MLVA can discriminate relevant subgroups among strains belonging to the same ST, and offers the possibility to deduce the ST from the MT.

Conclusion

In this study MLST and MLVA were compared for their discriminatory power for S. pneumoniae populations with purpose to try to define a set of marker that can be used whatever the population and the aim of the study.

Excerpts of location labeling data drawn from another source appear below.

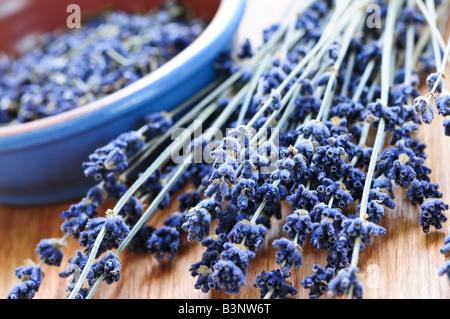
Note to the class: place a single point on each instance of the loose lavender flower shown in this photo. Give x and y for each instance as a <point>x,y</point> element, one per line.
<point>289,254</point>
<point>345,281</point>
<point>252,233</point>
<point>274,284</point>
<point>318,282</point>
<point>49,250</point>
<point>108,267</point>
<point>115,228</point>
<point>432,214</point>
<point>31,277</point>
<point>164,241</point>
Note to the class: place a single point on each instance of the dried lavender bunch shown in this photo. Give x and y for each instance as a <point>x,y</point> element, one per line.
<point>73,68</point>
<point>298,113</point>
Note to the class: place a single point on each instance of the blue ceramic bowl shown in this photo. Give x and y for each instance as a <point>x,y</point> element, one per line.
<point>40,161</point>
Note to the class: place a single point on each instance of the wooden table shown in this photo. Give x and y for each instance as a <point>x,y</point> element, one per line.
<point>402,264</point>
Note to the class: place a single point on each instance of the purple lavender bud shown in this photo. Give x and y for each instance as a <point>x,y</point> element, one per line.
<point>289,254</point>
<point>49,250</point>
<point>109,267</point>
<point>344,281</point>
<point>275,284</point>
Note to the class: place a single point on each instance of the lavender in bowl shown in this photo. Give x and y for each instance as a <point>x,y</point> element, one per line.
<point>40,160</point>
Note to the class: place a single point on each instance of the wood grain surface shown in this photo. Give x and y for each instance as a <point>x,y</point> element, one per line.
<point>402,264</point>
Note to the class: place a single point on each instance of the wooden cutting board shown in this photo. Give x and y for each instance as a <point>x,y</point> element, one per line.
<point>402,264</point>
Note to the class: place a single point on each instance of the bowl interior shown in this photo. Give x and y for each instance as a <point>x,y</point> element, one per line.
<point>22,21</point>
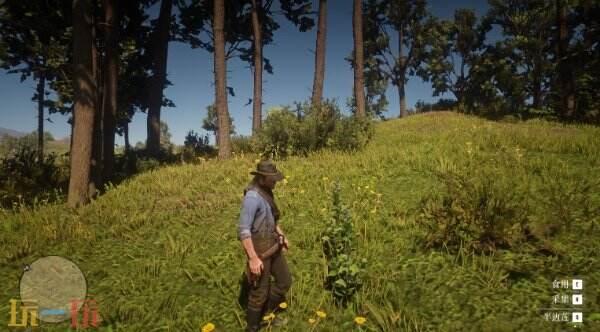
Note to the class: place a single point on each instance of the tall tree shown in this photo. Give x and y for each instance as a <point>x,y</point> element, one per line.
<point>109,103</point>
<point>157,85</point>
<point>221,79</point>
<point>359,86</point>
<point>84,100</point>
<point>35,40</point>
<point>526,26</point>
<point>453,46</point>
<point>258,59</point>
<point>565,79</point>
<point>411,22</point>
<point>317,93</point>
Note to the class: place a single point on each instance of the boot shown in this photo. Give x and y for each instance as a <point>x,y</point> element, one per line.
<point>253,319</point>
<point>273,302</point>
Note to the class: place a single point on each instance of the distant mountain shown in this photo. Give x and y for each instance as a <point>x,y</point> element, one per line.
<point>10,132</point>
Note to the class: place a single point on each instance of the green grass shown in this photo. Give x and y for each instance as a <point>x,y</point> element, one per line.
<point>160,250</point>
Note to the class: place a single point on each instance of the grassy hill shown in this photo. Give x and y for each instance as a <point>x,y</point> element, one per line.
<point>160,251</point>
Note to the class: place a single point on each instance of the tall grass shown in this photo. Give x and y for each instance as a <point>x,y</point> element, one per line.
<point>160,250</point>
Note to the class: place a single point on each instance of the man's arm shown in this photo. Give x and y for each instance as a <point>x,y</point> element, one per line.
<point>249,207</point>
<point>285,241</point>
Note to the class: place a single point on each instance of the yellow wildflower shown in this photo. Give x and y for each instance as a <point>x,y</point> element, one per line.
<point>360,320</point>
<point>269,317</point>
<point>208,327</point>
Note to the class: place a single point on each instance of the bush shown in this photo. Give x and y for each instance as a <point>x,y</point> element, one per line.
<point>196,146</point>
<point>344,271</point>
<point>308,128</point>
<point>26,180</point>
<point>474,215</point>
<point>244,144</point>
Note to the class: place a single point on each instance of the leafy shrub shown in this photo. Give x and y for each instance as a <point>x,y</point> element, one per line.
<point>136,160</point>
<point>244,144</point>
<point>475,215</point>
<point>26,180</point>
<point>350,134</point>
<point>196,146</point>
<point>310,128</point>
<point>344,270</point>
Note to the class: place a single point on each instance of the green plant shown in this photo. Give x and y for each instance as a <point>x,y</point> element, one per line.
<point>474,214</point>
<point>344,270</point>
<point>26,180</point>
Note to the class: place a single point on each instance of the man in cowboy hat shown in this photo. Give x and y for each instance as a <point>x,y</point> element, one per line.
<point>263,241</point>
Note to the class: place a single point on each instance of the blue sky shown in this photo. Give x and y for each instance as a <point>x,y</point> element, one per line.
<point>190,71</point>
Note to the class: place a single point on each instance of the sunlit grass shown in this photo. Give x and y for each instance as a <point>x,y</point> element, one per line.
<point>160,250</point>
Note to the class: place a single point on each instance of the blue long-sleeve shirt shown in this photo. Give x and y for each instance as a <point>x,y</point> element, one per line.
<point>255,216</point>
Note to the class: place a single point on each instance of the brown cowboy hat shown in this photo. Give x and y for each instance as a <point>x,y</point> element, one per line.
<point>267,168</point>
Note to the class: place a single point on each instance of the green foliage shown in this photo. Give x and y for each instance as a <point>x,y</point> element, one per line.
<point>285,132</point>
<point>11,144</point>
<point>476,215</point>
<point>244,144</point>
<point>345,271</point>
<point>26,180</point>
<point>148,259</point>
<point>196,146</point>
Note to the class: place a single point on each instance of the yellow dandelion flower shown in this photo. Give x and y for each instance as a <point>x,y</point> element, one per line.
<point>269,317</point>
<point>209,327</point>
<point>360,320</point>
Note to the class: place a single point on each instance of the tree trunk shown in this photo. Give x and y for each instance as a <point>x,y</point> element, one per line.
<point>96,159</point>
<point>84,104</point>
<point>221,79</point>
<point>157,84</point>
<point>126,137</point>
<point>565,83</point>
<point>537,86</point>
<point>257,99</point>
<point>402,79</point>
<point>359,86</point>
<point>402,97</point>
<point>110,87</point>
<point>40,94</point>
<point>317,94</point>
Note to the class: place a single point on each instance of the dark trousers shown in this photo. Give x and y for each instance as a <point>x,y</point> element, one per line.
<point>277,267</point>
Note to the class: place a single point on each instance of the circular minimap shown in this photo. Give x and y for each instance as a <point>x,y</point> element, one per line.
<point>53,284</point>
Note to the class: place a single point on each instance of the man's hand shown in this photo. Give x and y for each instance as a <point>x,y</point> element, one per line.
<point>256,265</point>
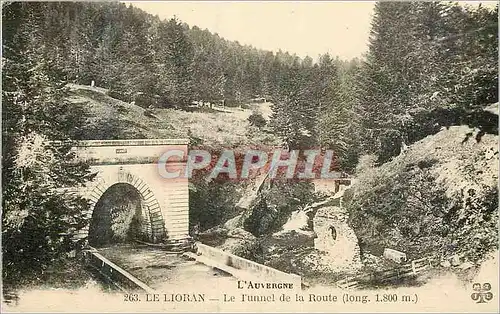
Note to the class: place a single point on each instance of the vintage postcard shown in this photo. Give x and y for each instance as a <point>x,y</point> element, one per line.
<point>252,156</point>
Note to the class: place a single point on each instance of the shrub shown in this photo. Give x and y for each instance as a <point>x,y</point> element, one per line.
<point>404,208</point>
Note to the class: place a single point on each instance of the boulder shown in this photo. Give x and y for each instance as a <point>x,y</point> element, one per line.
<point>233,223</point>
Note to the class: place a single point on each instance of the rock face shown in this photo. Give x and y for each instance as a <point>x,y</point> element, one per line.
<point>335,239</point>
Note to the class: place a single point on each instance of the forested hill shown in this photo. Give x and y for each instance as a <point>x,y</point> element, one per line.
<point>428,65</point>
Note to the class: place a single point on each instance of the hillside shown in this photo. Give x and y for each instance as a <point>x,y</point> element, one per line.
<point>110,118</point>
<point>438,197</point>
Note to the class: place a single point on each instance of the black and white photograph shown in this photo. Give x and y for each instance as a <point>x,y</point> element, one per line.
<point>250,156</point>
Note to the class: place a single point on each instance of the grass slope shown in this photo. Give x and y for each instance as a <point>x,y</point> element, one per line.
<point>109,118</point>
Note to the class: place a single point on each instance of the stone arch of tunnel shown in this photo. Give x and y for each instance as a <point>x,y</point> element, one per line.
<point>141,218</point>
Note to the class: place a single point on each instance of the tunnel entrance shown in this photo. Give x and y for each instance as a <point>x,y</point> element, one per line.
<point>117,216</point>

The study population was composed by 331 isolates belonging to the top 10 STs in England. MLVA using 17 markers yields clustering of the isolates similar to that obtained by MLST. Moreover, MLVA permits to differentiate within ST different clonal complexes, particularly ST156 and ST162. Our study showed that the number of VNTR loci may be reduced to 7 to achieve a similar cluster pattern to MLST.

In conclusion, prior to any study, 14 markers only, have to be tested. Then, the selection of 7 markers is based on MLVA markers with a DI > 0.8 (including markers ms25 and ms37) and a selection of others including one marker with a low discriminatory power acting as an anchor for the dendrogram, and 4 others depending of the population tested and the aim of the study. The set of markers, whose composition depends on the population studied, could be used either to investigate local outbreaks or to track the worldwide spread of clones and particularly the emergence of variants.